Take Five: “Enhancing women’s economic situation would trigger a ripple effect”
Date: Wednesday, September 19, 2018
Ghadeer Khuffash is a women’s rights activist with years of experience in education, vocational training and workforce development. She is now the CEO of Jordan Education for Employment (JEFE), a non-profit organization with a presence across the Middle East and North Africa that trains youth, places them in jobs in the private sector and provides micro-entrepreneurship training. JEFE is currently partnering with UN Women to improve the economic welfare of at least 1,000 refugee and Jordanian women by providing them with income-generating opportunities. The initiative is part of the regional programme “Strengthening the Resilience of Syrian Women and Girls and Host Communities in Iraq, Jordan and Turkey”—implemented by UN Women and the European Union under the Regional Trust Fund in Response to the Syrian Crisis (MADAD).
- Women in Jordan, especially young women, are confronted with several challenges in accessing the job market. What’s behind this gap?
The main obstacles for women to access the labour market are rooted in culture. We all learned in school books (whether directly or indirectly) that a woman’s place is at home, raising kids and cooking for the males of the family. We also learned that working in a mixed gender environment is frowned upon. Another deterrent to women’s employment is the weak public transportation system and the lack of nurseries or child care options. There is also weak legislation when it comes to providing incentives for women to work. For example, social welfare laws are biased; for instance, if a woman dies, the husband doesn’t inherit any money.
- Job security and retention are even more critical for women living in marginalized areas and in poverty. What strategies can be put in place to support them?
In order to increase the workplace retention rate among women, it would be important to build a provisional fund mechanism that is subject to the years of service, as well as to establish a clear incentives and career growth system for women who stay on the job.
- What are the most in-demand and fast-growing job opportunities for women in Jordan?
That depends on the level of skills or education required for certain jobs. For university degree-holders, the fastest-growing job opportunities are in medicine, information and communications technology, and specific areas of the hospitality industry. For women without a university-degree, the garment industry is growing, as are jobs in service and hospitality (including housekeeping in hospitals and hotels).
- What role can community-based organizations play in supporting young women job-seekers?
Community-based organizations can play a critical role in spurring women job-seekers; for example, by offering awareness-raising sessions on the importance of accessing the job market, to help undo the bias reinforcement young women get in schools. They also play an important advocacy role, by lobbying to change legislation. Furthermore, they can provide essential training for women (including on soft skills, English and vocational training).
- Tell us about the UN Women and JEFE partnership, which will focus on empowering 1,000 women in Jordan. How will it work and what will it do?
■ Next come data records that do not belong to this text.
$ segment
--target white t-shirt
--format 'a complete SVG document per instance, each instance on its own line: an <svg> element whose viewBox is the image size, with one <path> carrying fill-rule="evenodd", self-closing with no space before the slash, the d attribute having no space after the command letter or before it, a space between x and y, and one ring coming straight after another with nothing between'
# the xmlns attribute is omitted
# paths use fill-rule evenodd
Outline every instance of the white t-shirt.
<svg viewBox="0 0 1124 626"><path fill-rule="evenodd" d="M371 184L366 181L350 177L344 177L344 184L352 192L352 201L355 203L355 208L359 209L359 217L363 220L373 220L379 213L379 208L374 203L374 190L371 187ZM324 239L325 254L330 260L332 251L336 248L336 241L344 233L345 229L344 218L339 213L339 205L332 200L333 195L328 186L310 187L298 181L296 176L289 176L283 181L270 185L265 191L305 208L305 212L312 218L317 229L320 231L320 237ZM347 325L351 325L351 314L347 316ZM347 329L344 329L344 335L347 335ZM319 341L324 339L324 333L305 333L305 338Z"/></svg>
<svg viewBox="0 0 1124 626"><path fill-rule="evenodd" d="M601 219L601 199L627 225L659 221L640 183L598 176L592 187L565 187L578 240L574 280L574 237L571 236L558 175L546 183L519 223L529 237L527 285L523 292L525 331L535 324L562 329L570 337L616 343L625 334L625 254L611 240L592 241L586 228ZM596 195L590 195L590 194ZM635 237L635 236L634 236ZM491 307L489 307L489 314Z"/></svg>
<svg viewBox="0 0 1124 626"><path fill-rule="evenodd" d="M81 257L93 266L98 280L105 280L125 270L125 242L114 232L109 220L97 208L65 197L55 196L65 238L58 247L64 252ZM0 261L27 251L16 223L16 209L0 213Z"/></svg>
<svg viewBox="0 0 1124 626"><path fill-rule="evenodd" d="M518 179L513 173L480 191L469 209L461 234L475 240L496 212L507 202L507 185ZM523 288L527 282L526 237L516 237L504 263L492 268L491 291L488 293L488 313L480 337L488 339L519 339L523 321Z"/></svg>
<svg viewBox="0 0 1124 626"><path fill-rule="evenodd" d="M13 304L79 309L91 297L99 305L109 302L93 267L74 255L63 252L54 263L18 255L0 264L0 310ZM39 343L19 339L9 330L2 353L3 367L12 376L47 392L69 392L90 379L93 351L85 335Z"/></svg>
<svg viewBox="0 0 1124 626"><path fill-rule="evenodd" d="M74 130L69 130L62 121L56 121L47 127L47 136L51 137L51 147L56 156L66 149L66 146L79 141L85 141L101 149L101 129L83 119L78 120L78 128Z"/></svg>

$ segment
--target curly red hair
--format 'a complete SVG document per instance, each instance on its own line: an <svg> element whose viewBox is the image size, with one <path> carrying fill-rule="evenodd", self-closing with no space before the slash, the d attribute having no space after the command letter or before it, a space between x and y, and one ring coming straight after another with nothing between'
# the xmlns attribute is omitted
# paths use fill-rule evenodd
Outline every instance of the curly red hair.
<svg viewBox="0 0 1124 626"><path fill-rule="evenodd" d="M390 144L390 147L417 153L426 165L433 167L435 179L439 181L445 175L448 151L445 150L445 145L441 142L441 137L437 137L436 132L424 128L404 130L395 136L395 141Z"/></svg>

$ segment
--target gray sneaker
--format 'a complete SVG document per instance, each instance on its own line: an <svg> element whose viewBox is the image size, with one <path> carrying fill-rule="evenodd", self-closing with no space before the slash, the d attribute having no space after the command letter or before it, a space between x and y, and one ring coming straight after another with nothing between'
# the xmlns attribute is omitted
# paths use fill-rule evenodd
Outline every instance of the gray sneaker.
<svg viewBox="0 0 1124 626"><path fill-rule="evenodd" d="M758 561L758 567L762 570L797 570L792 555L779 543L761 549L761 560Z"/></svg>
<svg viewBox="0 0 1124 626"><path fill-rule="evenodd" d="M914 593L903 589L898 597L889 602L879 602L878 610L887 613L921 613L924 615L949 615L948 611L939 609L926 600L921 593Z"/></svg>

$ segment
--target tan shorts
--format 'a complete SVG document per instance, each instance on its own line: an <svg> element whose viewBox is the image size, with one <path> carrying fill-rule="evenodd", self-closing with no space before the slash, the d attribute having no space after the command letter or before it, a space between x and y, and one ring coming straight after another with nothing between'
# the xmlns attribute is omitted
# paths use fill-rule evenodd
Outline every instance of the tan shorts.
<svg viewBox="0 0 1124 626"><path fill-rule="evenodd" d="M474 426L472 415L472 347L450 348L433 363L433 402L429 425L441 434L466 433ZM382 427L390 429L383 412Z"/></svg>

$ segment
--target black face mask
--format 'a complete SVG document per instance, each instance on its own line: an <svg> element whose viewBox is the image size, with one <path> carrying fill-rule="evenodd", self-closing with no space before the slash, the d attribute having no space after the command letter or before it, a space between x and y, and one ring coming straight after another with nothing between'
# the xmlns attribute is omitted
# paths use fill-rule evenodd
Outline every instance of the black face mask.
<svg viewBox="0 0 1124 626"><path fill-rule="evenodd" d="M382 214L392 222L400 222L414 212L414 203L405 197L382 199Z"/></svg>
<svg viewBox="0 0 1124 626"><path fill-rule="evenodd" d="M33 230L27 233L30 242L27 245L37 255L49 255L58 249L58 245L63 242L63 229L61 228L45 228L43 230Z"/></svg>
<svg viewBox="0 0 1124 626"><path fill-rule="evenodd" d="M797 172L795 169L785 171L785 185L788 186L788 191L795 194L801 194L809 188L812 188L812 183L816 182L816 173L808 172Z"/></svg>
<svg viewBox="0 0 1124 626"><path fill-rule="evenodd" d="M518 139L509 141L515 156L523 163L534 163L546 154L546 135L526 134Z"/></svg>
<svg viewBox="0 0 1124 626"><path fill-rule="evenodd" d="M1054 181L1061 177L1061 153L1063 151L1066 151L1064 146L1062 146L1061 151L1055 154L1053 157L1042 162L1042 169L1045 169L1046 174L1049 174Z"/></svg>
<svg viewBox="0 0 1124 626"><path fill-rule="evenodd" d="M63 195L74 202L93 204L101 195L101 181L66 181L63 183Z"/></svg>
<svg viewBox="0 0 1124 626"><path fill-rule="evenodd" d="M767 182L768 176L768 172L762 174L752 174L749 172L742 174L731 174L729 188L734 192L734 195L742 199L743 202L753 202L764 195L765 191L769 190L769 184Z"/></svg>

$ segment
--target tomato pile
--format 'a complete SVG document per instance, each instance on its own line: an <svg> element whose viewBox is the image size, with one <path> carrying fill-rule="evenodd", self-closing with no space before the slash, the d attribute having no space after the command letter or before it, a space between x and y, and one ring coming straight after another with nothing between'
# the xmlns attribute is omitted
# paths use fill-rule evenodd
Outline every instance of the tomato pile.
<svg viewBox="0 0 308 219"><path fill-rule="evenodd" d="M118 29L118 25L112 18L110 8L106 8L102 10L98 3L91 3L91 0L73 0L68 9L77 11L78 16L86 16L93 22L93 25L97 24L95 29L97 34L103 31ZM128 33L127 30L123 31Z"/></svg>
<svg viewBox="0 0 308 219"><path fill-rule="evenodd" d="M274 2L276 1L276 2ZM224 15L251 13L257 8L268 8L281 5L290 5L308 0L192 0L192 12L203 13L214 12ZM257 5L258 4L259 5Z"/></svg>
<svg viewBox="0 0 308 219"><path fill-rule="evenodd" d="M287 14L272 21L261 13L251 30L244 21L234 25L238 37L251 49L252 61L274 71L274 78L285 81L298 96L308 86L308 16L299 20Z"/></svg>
In partnership with UN Women, JEFE will provide income-generating opportunities for at least 1,000 unemployed Jordanian and Syrian women from low socio-economic backgrounds in Tafileh, East Amman, Zarqa, Karak and Ma’an. We will seek to improve their economic welfare and boost the workforce participation of women in Jordan.
To achieve the desired change, we intend to simultaneously operate three different training programmes, namely: a Job Training and Placement Programme, Career Direction for university graduates, and a Micro-Entrepreneurship Programme. We understand our strategic objective (the improvement of economic opportunities for young women) as a crucial step towards achieving a broader long-term vision—which is the realization of sustainable, inclusive and equitable economic growth.
Our approach is based on the overarching assumption that enhancing women’s economic situation would trigger a ripple effect, whereby young women will eventually become real agents of change. This would have positive socio-economic impacts not only on themselves and their families but also on their societies.